Published on 05.02.2026
TLDR: Kilo's new Review mode brings AI-powered code analysis directly into your IDE before you commit or push, offering security and performance checks alongside their existing GitHub-integrated Code Reviewer for a two-stage review workflow.
Summary:
Code reviews traditionally happen after you've already committed and pushed your work—a moment when making significant changes feels costly and cumbersome. Kilo is disrupting this workflow by introducing Review mode, a new specialized agent mode that works directly in your editor on code that exists only on your machine. This represents a fundamental shift in how developers can think about quality assurance: catching issues while you're still in the flow of development, not after you've already shipped the code upstream.
The timing matters. An hour into implementing a feature, you can run Review mode to get feedback while pivoting in a different direction is still easy and natural. Instead of your teammates focusing on null handling and forgotten error cases during code review, they can concentrate on architectural decisions and design patterns. Review mode essentially becomes your pre-flight checklist—catching obvious issues before they become GitHub comments and team discussions.

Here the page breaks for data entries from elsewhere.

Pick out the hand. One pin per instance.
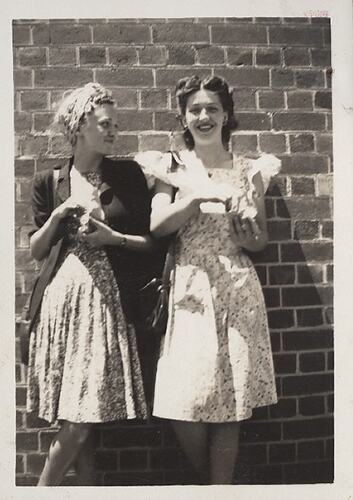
(102, 235)
(69, 207)
(244, 231)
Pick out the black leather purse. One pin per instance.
(156, 321)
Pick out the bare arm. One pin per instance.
(249, 233)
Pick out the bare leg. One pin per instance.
(193, 439)
(63, 451)
(85, 463)
(224, 444)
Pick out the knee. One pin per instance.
(79, 432)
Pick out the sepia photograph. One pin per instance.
(174, 252)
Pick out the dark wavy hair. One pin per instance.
(189, 85)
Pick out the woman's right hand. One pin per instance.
(67, 208)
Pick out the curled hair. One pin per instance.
(76, 105)
(189, 85)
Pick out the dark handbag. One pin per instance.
(25, 321)
(156, 321)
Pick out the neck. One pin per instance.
(86, 161)
(211, 155)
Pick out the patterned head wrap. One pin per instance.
(76, 105)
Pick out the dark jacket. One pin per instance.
(126, 204)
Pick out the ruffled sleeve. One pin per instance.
(156, 165)
(268, 165)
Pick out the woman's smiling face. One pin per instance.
(204, 116)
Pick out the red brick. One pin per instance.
(311, 406)
(285, 408)
(34, 100)
(244, 143)
(253, 121)
(308, 472)
(309, 317)
(271, 99)
(327, 229)
(152, 55)
(181, 55)
(180, 33)
(26, 441)
(307, 36)
(282, 453)
(22, 122)
(282, 275)
(43, 121)
(311, 450)
(69, 34)
(229, 35)
(307, 384)
(272, 143)
(310, 79)
(93, 55)
(170, 77)
(312, 362)
(268, 57)
(244, 99)
(302, 143)
(125, 77)
(321, 57)
(133, 459)
(22, 78)
(300, 99)
(272, 297)
(323, 100)
(305, 340)
(59, 56)
(154, 142)
(298, 121)
(118, 33)
(285, 363)
(281, 77)
(279, 230)
(154, 98)
(40, 33)
(246, 77)
(252, 454)
(237, 56)
(130, 436)
(62, 77)
(318, 208)
(296, 56)
(21, 35)
(34, 145)
(302, 186)
(310, 274)
(212, 55)
(32, 56)
(324, 143)
(125, 98)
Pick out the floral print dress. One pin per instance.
(215, 362)
(83, 364)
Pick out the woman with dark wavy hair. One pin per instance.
(215, 363)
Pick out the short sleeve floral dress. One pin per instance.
(215, 362)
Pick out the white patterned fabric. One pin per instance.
(215, 361)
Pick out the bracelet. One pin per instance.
(123, 242)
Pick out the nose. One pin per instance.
(203, 114)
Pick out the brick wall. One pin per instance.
(280, 71)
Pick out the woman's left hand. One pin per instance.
(102, 235)
(245, 231)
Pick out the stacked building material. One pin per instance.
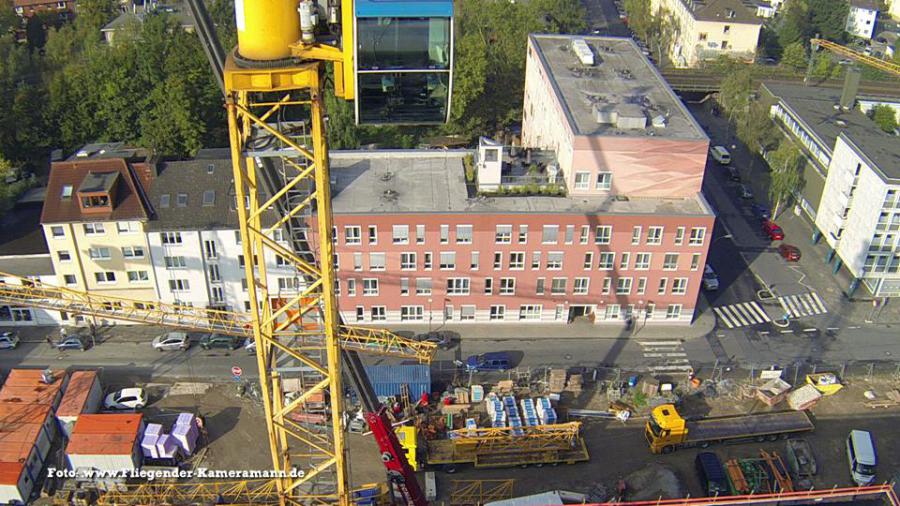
(545, 411)
(529, 413)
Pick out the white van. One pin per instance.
(720, 154)
(862, 457)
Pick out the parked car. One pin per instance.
(789, 253)
(720, 154)
(9, 340)
(493, 361)
(761, 212)
(710, 279)
(75, 342)
(219, 341)
(127, 398)
(772, 231)
(172, 341)
(712, 474)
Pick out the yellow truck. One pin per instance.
(666, 430)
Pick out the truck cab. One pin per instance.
(665, 429)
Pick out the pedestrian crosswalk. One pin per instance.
(665, 356)
(804, 304)
(742, 314)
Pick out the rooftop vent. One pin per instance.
(583, 51)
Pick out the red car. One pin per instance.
(789, 253)
(773, 231)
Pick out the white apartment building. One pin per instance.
(852, 192)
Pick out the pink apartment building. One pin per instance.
(629, 240)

What makes this particularly powerful for engineering teams is the breadth of what Review mode analyzes. Beyond style violations, it catches security vulnerabilities, performance issues, logic errors, missing error handling, test coverage gaps, and maintainability concerns. The feedback comes structured with explanations rather than as raw warnings, and because you're still in your IDE, acting on suggestions is immediate. For architects and teams building systems with strict quality standards, this means every single piece of code gets looked at twice before merging—once locally and once in GitHub—without adding manual review steps. The workflow becomes continuous and frictionless rather than a gate you wait at.
The flexibility in model selection ensures you can optimize for your use case. Running a quick refactor? Use a faster, cheaper model. Working on security-sensitive code? Bring in heavier reasoning models. For a limited time, MiniMax M2.1 and GLM 4.7 offer free reviews, making this accessible to anyone curious about trying it.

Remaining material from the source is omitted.